For $r<\infty$, call a function $f:S\to\mathbb R$ is $C^r$, if there are continuous functions $\{f_\alpha:S\to\mathbb R\}_{0\le|\alpha|\le r}$ such that $f(x+h)=\sum_{0\le|\alpha|\le r}f_\alpha(x)h^\alpha+o(|h|^r)$ holds for all $x\in S$.
Say $f$ is $C^\infty$, if $f$ is $C^r$ for all finite $r$.
If $f:S\to\mathbb R$ is such a $C^r$ function, can we find a $G_\delta$ set contain $S$ such that $f$ has a $C^r$ extension on the open set?
I edit the question from open set to $G_\delta$ set, I hope it might work...
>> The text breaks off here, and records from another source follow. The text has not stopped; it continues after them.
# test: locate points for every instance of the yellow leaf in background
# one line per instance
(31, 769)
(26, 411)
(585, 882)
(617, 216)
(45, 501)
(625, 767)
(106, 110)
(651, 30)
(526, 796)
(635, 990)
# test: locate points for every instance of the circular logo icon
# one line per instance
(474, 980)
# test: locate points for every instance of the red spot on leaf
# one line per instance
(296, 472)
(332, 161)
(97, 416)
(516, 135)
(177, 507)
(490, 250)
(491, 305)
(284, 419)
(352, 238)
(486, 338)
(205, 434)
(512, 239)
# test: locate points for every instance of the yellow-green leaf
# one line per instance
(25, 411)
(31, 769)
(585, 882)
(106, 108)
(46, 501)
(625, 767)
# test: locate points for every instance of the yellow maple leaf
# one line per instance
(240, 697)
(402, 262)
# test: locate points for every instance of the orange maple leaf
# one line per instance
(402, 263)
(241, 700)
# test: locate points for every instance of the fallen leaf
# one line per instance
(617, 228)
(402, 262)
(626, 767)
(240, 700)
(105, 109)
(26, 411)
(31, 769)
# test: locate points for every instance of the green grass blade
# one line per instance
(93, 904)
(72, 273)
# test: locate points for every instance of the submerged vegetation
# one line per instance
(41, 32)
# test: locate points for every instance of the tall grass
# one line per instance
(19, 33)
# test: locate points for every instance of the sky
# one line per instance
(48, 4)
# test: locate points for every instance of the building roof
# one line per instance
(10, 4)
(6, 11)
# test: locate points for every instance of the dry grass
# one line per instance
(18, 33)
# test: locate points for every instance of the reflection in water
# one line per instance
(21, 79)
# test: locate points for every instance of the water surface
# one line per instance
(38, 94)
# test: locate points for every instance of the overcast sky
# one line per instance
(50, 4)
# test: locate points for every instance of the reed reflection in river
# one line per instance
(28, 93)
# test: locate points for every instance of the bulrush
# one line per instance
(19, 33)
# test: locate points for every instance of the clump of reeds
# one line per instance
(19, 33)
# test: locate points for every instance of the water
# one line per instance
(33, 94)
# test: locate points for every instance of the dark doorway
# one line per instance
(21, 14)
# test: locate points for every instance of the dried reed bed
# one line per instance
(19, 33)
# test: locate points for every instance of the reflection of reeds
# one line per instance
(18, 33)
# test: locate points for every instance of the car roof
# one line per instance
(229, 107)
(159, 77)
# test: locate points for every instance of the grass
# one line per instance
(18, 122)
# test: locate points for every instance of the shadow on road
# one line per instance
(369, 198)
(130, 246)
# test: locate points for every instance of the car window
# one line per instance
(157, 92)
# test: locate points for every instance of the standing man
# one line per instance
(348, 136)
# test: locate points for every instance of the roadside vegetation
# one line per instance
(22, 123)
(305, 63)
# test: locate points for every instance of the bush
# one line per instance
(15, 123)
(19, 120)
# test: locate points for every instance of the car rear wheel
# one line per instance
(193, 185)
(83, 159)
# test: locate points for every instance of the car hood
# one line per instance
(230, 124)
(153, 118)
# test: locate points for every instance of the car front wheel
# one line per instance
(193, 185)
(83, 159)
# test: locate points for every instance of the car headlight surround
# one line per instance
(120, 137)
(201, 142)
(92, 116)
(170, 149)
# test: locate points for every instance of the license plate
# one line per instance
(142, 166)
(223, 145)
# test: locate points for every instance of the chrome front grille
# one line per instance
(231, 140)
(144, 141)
Suppose that the closure of $S$ has non-empty interior $V$. If $f$ is continuous on the set $S\cap V$ then it has a continuous extension to a $G_\delta$ set in the closure of $S\cap V$ (countable intersection of open dense set). Conversely, given a $G_\delta$ dense set $\Omega$ in Euclidean space you may construct a continuous function on $\Omega$ that admits no continuous extension. For example, a function $f$ defined and continuous on the irrationals admitting no continuous extension to a rational.
For higher order derivatives with your (slightly unusual) definition, I suspect the conclusion is the same.